To compare Assange to Woodward and Bernstein is to compare an empty notebook to a great novel. Assange is no more a journalist than you or I.

o cool aid here. Just a cool rational mind. It seems you are the one that is swallowing the cool aid and believing what the press is saying. That is the sign of a follower, someone who wants, and needs to be part of the system. It is also a sign that you swallow all that is being said, hook, line and sinker.

No, I only refuse to fall for the tricks that Assange plays to stay in the media. The whole wikileaks.org “DDoS” thing is an incredible fabrication. The site didn’t have to be down 10 minutes. They chose to play the game and act like they were being attacked with no way out. They could have just changes their name servers and moved on (and they eventually, quietly did when nobody was looking anymore). I laugh when Assange claims to be losing more than half a million dollars a week because of the bank actions, and that wikileaks is going broke.

Someone who is trying to hide by slipping in the cracks between countries, trying to be a resident of nowhere to avoid legal action is, in my mind, a slippery, slippery eel who probably has plenty more issues. It isn’t about taking what the anti-wikileaks media has said and swallowing it whole, it is about having the balls and the brains to think for myself, and realize that his whole deal doesn’t add up right.

You are too busy looking at the message, and forgetting that the messengers have an agenda too. Understanding the agenda makes you understand why this isn’t journalism, just a political attack, information terrorism.

I pity you. You don’t even notice the Kool-Aid (fixed that for you) being injected direct anymore.

The eejit (profile) says:

Re:

A not-inconsiderable number of people absolutely think that Assange is a douche, as a person. What Wikileaks represents, however, is noble in intent, if not execution.

And as for Assange ‘not being a journalist’, what, may I ask, makes a journalist a journalist? IS it reporting on the news? IS it pointing out how your government screwed over other nations? Is it leaking poorly-held data? OR is it being in a newspaper? Being one of the good-ole-boys.

Somehow, I think it’s all of the above, just not all at once.

Anonymous Coward says:

Re:

“As for being a journalist, can you show me articles he has written at Wikileaks? Actual added content, you know, writing a story, researching it, getting quotes, and doing anything other than just making public illegally obtained documents.”

I’ve heard this line of thinking before – and I still don’t get it.
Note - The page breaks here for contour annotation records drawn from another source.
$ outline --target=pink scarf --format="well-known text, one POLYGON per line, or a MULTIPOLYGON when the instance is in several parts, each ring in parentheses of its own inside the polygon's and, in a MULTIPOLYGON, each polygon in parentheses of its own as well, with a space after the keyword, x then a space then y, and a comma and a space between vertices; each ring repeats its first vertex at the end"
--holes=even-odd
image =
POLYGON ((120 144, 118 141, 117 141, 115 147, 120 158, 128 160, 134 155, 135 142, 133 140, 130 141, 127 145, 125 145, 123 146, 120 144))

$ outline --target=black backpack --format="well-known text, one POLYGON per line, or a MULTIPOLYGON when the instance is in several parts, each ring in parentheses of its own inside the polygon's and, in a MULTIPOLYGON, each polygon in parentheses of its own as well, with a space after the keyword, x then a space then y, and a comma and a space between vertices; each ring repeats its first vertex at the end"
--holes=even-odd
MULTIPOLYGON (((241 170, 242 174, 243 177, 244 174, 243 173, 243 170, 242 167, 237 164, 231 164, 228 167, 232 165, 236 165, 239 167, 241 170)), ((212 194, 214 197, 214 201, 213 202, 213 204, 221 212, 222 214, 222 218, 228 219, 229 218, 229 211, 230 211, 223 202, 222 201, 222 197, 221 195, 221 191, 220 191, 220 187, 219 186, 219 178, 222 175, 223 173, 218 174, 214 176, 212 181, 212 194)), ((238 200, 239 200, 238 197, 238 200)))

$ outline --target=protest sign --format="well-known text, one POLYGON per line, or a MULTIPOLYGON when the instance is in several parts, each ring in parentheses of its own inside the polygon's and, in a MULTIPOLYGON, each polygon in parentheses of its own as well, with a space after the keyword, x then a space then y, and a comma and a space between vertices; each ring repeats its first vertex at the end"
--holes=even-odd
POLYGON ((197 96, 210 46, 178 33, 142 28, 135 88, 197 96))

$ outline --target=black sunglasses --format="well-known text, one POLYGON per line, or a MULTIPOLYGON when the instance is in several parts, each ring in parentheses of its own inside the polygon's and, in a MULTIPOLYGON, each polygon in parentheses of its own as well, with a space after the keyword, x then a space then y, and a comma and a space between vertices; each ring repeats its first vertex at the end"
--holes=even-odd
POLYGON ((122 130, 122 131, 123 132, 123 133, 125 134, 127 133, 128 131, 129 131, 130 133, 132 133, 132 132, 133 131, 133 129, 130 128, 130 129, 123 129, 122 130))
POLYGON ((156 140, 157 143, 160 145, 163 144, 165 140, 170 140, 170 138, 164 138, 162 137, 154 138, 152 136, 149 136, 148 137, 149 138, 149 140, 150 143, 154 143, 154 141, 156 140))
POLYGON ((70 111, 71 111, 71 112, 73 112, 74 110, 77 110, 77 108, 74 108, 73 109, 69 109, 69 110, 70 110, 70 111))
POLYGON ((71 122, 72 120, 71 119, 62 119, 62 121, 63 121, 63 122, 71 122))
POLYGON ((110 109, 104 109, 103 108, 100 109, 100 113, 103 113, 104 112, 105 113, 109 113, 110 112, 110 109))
What’s wrong with the press producing raw data? Is journalism somehow more worthy of protection if it adds analysis, or spin? I for one appreciate raw data.

Justin Olbrantz (Quantam) (profile) says:

Re:

“The other choice is exactly what people claim here for piracy. The more you push, the further underground it goes. If you think the ACTA negotiations were bad, imagine what it’s like when you don’t even know the name of the agreement or what they are talking about.”

If something that major (and non-critical to national security) is so secret that nobody outside the government even knows it’s being discussed, democracy is already dead, and everything else is irrelevant; it’s nonsensical to make a game plan for such a contingency because by that point the game is already over.